Der Boden ist uneben, natürlich, jeder Schritt muss mit Bedacht gemacht werden, laufen und dabei die Wände anschauen endet mit blauen Flecken oder Schlimmerem. Am Ende des ersten Ganges, der an den meisten Stellen so hoch ist, dass ein normal großer Homo Sapiens aufrecht gehen kann, befindet sich der so genannte Altar. Hier werden christliche Messen gelesen, die allererste an Weihnachten, daher die Namensgebung. Hochzeiten und Taufen sind auch möglich. In einem weißen Hochzeitskleid und einem Helm anstelle eines Schleiers zum Altar schreiten – das stelle ich mir sehr speziell vor. Auf den angenehm zu gehenden Teil folgt die Kür. Es gibt nämlich eine Art Annex, die Bonushöhle.
Dieser Gang ist über einige Stufen erreichbar. Ab hier müssen wir in gebückter Haltung beinahe auf allen Vieren krabbeln. Die Wände sind schroff, zerklüftet, einige Male stoße ich meinen Kopf – nein, meinen Helm. Guter Helm!
Algar do Carvao
Ebenfalls in der Nähe ist die Höhle Algar do Carvao. Wir stehen eine gute Stunde vor Öffnung der Höhle auf dem Parkplatz, da wir gerade nichts Besseres zu tun haben.
Um 14:30 Uhr öffnet die Höhle. Sie ist ein uralter Vulkanschlund. Als dieser im Jahr 1893 entdeckt wurde, seilten sich die Forscher in den 90 Meter tiefen Schlot hinab ab.
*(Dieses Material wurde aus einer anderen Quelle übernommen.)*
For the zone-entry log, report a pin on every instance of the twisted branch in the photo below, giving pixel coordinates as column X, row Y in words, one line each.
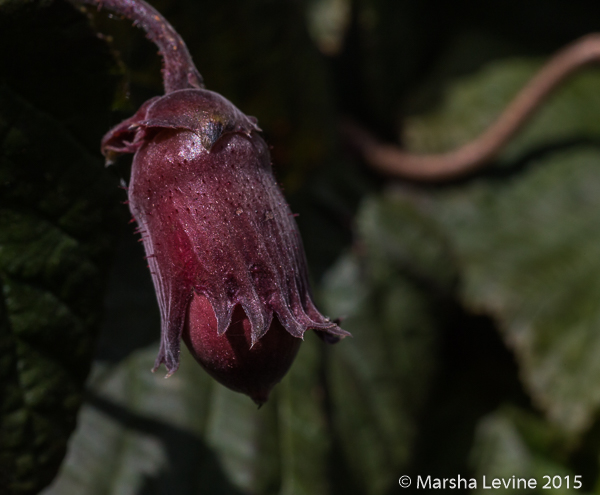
column 392, row 160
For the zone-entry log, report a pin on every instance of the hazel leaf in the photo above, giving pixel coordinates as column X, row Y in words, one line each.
column 526, row 240
column 56, row 224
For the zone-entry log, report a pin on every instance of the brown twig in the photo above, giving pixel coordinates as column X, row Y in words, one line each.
column 392, row 160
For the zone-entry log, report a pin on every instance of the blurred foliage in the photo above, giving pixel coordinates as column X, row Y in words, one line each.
column 474, row 305
column 57, row 220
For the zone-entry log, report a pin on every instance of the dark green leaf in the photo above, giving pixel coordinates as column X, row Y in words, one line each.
column 527, row 243
column 56, row 219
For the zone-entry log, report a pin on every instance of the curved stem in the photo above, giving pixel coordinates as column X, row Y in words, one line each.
column 179, row 71
column 390, row 159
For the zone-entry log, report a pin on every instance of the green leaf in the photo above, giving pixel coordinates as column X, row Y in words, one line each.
column 189, row 433
column 380, row 378
column 511, row 444
column 527, row 242
column 56, row 231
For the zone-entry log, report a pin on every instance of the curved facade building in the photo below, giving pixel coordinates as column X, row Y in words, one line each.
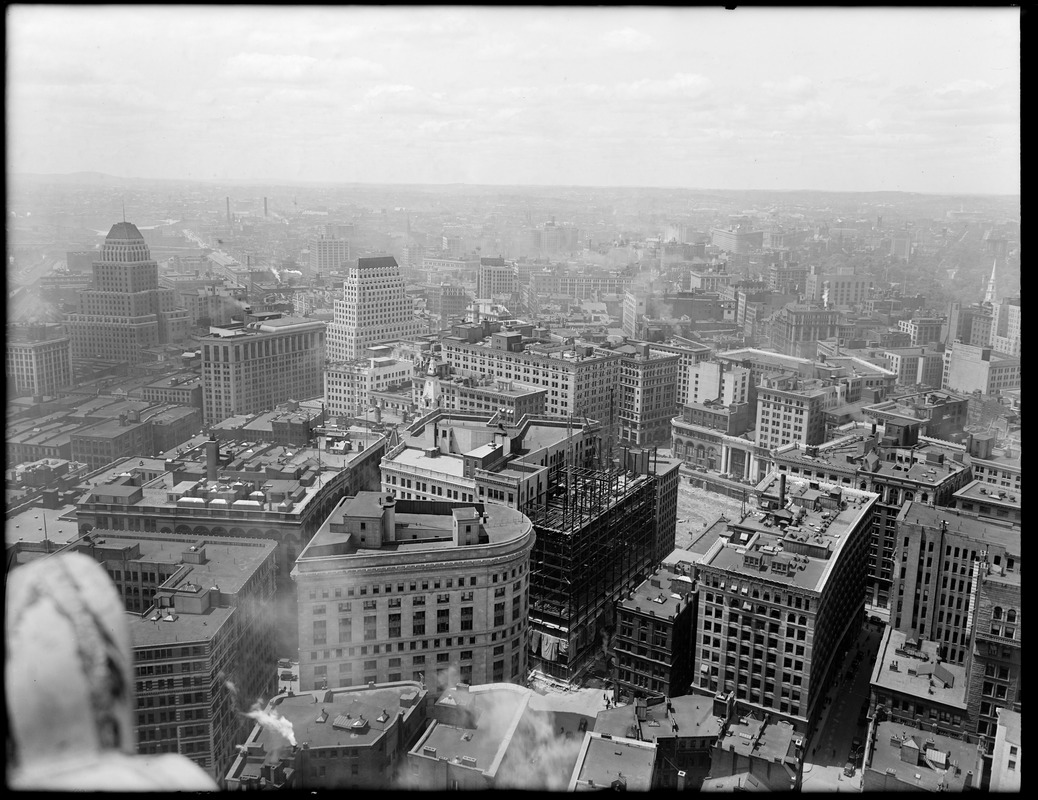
column 126, row 310
column 407, row 589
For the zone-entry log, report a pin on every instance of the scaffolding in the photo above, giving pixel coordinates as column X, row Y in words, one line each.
column 595, row 541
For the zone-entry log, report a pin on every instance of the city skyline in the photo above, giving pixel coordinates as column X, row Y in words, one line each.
column 824, row 100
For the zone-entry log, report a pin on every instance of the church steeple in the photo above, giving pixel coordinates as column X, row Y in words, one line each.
column 989, row 295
Licht und Regen fallen durch den 45 Meter durchmessenden Kamin in die Höhle.
Zum Betreten müssen wir uns zum Glück nicht abseilen – nicht mal einen Helm bekommen wir. Durch einen ausbetonierten Tunnel gelangen wir bequem und rollstuhlgerecht zur Höhlenöffnung auf halber Höhe an der Seitenwand. Nach unten führen 338 Stufen vorbei an grün bewachsenen Felswänden.
Doch je tiefer wir kommen, desto kahler werden die Wände. Bald sind sie gelblichgrün, dunkel bis schwarz – das brachte der Höhle ihren Namen ein: übersetzt heißt Algar do Carvao nämlich Kohlegrube.
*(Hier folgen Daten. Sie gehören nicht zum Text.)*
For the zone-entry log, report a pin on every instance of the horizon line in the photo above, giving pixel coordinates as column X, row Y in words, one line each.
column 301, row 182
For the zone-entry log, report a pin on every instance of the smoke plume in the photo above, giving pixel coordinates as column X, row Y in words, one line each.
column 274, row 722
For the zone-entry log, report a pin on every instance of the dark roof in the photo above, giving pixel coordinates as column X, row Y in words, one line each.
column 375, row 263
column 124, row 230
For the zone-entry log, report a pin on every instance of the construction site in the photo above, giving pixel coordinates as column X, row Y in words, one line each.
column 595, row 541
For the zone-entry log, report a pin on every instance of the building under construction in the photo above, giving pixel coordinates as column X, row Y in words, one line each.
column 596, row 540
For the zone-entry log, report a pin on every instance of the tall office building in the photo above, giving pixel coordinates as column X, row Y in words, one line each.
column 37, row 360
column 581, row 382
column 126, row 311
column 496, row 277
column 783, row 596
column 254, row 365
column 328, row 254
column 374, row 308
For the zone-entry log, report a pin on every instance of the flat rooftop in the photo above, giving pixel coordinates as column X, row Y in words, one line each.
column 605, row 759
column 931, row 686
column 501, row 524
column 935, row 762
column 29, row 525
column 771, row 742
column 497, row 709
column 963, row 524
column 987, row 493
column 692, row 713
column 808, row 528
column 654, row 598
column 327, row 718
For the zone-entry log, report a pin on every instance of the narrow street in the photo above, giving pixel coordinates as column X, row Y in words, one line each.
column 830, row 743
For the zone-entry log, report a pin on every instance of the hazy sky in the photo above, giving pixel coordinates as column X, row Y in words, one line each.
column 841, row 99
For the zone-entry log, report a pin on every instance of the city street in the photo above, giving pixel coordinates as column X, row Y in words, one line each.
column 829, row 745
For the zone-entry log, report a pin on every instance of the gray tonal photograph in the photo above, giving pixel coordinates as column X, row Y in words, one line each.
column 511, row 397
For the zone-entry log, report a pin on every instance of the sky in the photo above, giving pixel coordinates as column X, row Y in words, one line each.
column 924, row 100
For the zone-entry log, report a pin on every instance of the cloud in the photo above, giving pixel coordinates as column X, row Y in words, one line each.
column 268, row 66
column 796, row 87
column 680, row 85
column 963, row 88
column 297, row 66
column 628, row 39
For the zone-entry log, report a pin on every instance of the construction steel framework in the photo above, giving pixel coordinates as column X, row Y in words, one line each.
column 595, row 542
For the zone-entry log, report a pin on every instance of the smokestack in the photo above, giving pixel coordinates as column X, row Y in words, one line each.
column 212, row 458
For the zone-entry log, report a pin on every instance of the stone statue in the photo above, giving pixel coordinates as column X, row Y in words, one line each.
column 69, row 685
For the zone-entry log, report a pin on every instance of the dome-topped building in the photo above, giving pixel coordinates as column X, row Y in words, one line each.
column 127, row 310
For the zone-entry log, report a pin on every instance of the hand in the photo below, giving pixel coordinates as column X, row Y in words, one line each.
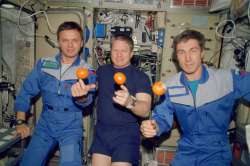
column 149, row 128
column 122, row 96
column 23, row 130
column 80, row 89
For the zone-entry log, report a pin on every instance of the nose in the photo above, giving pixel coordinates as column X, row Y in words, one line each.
column 187, row 56
column 70, row 44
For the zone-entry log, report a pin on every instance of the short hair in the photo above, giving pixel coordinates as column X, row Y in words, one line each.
column 125, row 38
column 69, row 25
column 185, row 36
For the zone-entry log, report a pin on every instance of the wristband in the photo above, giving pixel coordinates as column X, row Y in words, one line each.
column 20, row 122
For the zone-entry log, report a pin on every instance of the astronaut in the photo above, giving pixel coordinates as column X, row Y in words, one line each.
column 63, row 97
column 203, row 100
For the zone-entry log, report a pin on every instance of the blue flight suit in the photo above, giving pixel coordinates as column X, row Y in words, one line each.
column 204, row 118
column 61, row 119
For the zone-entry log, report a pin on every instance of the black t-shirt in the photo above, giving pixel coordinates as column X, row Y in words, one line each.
column 108, row 112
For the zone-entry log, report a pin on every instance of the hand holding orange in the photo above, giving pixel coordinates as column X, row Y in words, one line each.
column 159, row 88
column 119, row 78
column 82, row 73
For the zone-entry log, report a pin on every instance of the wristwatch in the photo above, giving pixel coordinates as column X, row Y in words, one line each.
column 131, row 103
column 20, row 122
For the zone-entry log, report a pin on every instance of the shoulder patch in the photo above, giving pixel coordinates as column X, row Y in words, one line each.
column 50, row 64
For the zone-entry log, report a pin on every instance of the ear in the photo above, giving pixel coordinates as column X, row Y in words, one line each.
column 131, row 54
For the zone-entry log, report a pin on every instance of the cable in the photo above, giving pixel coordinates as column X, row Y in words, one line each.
column 226, row 22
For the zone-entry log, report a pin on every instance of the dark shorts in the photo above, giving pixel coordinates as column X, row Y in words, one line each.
column 121, row 143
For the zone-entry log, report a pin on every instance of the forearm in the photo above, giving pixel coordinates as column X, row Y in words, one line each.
column 141, row 108
column 21, row 115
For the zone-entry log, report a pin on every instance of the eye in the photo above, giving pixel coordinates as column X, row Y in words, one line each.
column 180, row 52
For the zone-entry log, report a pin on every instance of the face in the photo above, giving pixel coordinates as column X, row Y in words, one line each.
column 189, row 56
column 70, row 42
column 120, row 53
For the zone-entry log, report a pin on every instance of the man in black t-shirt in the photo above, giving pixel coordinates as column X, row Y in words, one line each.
column 117, row 136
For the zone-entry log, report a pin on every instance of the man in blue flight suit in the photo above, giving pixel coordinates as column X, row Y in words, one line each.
column 203, row 101
column 63, row 97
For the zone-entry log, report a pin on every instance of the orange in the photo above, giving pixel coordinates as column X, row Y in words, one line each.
column 159, row 88
column 82, row 73
column 119, row 78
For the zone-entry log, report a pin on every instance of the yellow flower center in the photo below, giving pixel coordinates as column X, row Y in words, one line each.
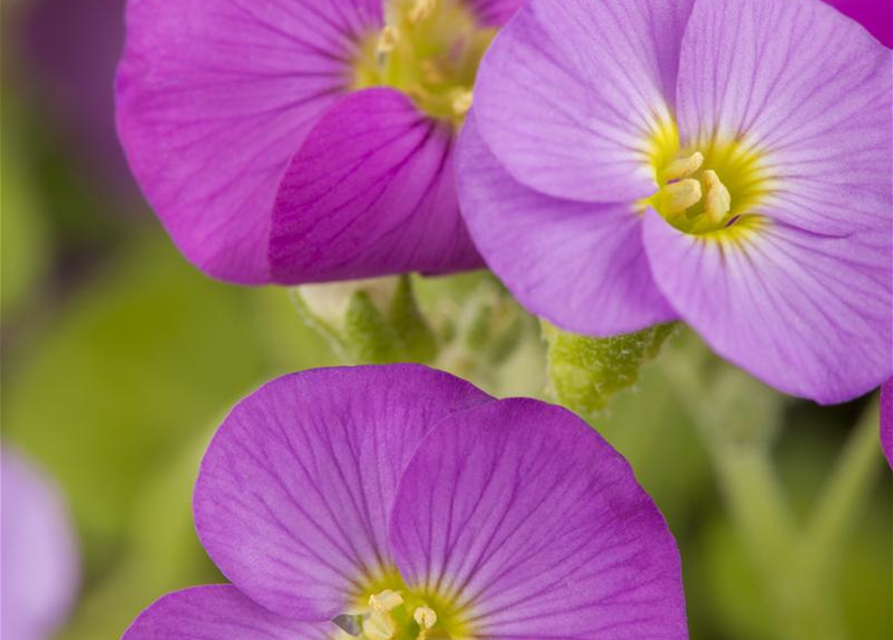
column 711, row 187
column 429, row 50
Die Algar do Carvao gehört zu den Highlights von Terceira und ist entsprechend für Besucher:innen ausgebaut. Die Stufen sind breit und bestehen aus glattem Beton, am VA-Stahlgeländer kann man sich festhalten.
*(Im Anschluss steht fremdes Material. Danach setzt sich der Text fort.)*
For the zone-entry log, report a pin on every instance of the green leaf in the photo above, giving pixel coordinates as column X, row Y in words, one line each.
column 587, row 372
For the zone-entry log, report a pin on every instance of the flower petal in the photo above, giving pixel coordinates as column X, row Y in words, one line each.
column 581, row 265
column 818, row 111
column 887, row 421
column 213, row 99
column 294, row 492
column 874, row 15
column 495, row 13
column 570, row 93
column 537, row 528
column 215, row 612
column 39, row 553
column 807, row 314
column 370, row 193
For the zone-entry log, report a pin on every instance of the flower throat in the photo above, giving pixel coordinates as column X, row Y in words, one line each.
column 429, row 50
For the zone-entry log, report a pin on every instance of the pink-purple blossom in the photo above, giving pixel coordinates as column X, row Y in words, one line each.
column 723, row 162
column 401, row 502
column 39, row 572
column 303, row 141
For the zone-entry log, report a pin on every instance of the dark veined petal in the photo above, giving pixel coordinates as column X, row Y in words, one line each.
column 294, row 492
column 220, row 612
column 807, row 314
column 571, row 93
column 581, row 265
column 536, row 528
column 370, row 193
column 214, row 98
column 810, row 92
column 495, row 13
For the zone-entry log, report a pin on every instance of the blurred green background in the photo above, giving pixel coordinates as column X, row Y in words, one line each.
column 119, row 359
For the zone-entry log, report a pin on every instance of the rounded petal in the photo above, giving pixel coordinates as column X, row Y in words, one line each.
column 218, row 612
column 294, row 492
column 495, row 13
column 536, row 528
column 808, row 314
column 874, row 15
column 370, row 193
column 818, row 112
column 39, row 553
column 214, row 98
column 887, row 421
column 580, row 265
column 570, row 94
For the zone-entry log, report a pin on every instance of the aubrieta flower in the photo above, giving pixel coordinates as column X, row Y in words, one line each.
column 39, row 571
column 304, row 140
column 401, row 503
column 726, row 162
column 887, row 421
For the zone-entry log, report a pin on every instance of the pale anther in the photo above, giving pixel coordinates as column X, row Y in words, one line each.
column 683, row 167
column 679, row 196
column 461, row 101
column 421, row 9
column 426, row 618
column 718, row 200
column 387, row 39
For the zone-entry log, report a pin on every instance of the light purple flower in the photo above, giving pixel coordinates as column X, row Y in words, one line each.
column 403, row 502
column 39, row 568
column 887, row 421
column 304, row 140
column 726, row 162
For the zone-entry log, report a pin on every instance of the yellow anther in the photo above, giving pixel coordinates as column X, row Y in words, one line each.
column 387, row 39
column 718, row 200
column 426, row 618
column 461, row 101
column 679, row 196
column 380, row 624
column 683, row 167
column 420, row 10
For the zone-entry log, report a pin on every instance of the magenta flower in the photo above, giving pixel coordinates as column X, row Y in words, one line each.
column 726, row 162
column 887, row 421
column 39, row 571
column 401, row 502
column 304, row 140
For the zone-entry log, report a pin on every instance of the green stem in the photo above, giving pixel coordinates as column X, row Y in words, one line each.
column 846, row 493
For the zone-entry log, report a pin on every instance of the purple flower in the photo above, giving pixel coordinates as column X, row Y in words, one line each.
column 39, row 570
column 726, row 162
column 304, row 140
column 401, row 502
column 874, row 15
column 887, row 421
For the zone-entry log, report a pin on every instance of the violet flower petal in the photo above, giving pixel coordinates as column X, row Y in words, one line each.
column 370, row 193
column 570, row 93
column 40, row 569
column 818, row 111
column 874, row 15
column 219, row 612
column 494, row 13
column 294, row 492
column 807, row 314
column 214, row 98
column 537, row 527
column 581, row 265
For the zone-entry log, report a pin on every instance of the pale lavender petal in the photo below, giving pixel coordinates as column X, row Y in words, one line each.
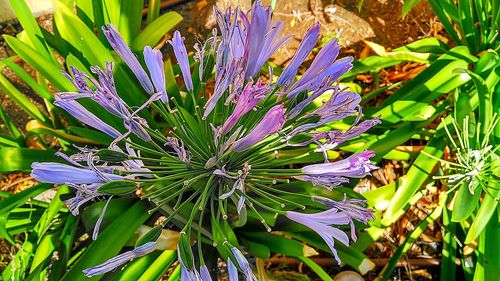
column 119, row 260
column 117, row 43
column 86, row 117
column 232, row 270
column 357, row 166
column 84, row 193
column 321, row 224
column 58, row 173
column 271, row 123
column 248, row 99
column 205, row 274
column 351, row 207
column 304, row 49
column 99, row 221
column 244, row 265
column 180, row 52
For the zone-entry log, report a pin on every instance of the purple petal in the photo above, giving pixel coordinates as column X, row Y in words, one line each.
column 85, row 116
column 154, row 62
column 244, row 265
column 180, row 53
column 205, row 274
column 356, row 165
column 57, row 173
column 271, row 123
column 99, row 221
column 305, row 48
column 248, row 99
column 232, row 270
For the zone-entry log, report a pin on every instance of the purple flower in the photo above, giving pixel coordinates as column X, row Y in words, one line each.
column 189, row 275
column 154, row 63
column 244, row 265
column 107, row 96
column 325, row 86
column 355, row 166
column 248, row 99
column 323, row 67
column 205, row 274
column 305, row 48
column 117, row 43
column 321, row 224
column 239, row 184
column 83, row 194
column 271, row 123
column 232, row 270
column 339, row 106
column 99, row 220
column 85, row 116
column 180, row 52
column 262, row 38
column 222, row 82
column 336, row 137
column 119, row 260
column 58, row 173
column 326, row 182
column 353, row 208
column 179, row 148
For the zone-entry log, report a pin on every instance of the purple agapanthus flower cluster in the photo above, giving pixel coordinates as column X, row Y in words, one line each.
column 219, row 155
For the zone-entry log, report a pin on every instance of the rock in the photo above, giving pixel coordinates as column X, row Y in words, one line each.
column 298, row 16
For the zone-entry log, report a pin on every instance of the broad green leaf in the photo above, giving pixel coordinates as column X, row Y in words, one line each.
column 28, row 79
column 135, row 268
column 20, row 159
column 48, row 69
column 34, row 126
column 153, row 11
column 33, row 31
column 85, row 12
column 416, row 176
column 116, row 207
column 80, row 36
column 155, row 31
column 465, row 203
column 491, row 257
column 408, row 5
column 435, row 85
column 21, row 100
column 449, row 252
column 109, row 242
column 484, row 215
column 130, row 19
Über mehrere Betonplattformen geht es hinab in die Tiefe. Hier muss ich nicht meinen Kopf einziehen, alle können aufrechten Ganges gehen. Da es von den Wänden tropft haben einige Besucherinnen sogar einen Schirm aufgespannt. Am Boden des Vulkankraters ist ein kristallklarer See aus Regenwasser entstanden. Hier ist auch eine endemische Spinne heimisch (Turinyphia cavernicola Wunderlich). Es gibt sie sonst nirgendwo auf der Welt. Gesehen habe ich sie nicht.
Als wir den Algar do Carvao wieder verlassen hat es beinahe aufgehört zu regnen. Wir wagen ein paar Meter zu Fuß auf dem ausgeschilderten Wanderweg. Rechts und links des Weges leuchtet Baumheide, wunderschön, doch nach fünf Minuten fängt es wieder an zu regnen. Auf dem nassen Holzsteg zu laufen ist nicht so lustig, es ist eher wie auf Glatteis gehen. Wir geben für heute auf und spurten zurück zum Auto.
Die Sonne scheint
Weil am nächsten Morgen der Himmel strahlend blau und wolkenlos ist, sitzen wir schon um sieben Uhr im Auto und fahren erneut zum Cerro Santa Barbara. Was für ein Kontrastprogramm!
Doch nur die frühen Vögel haben auf diesem Gipfel das Glück der Aussicht – um 9:30 Uhr stehen wir schon wieder in einer Wolke.
Diese ist zwar wärmer und nicht so dicht und nass wie die gestrige – die Sicht auf die Orte an der Küste verwehrt sie trotzdem. Wir fahren wieder zurück an die Küste und genießen dort die Sonne und die Wärme.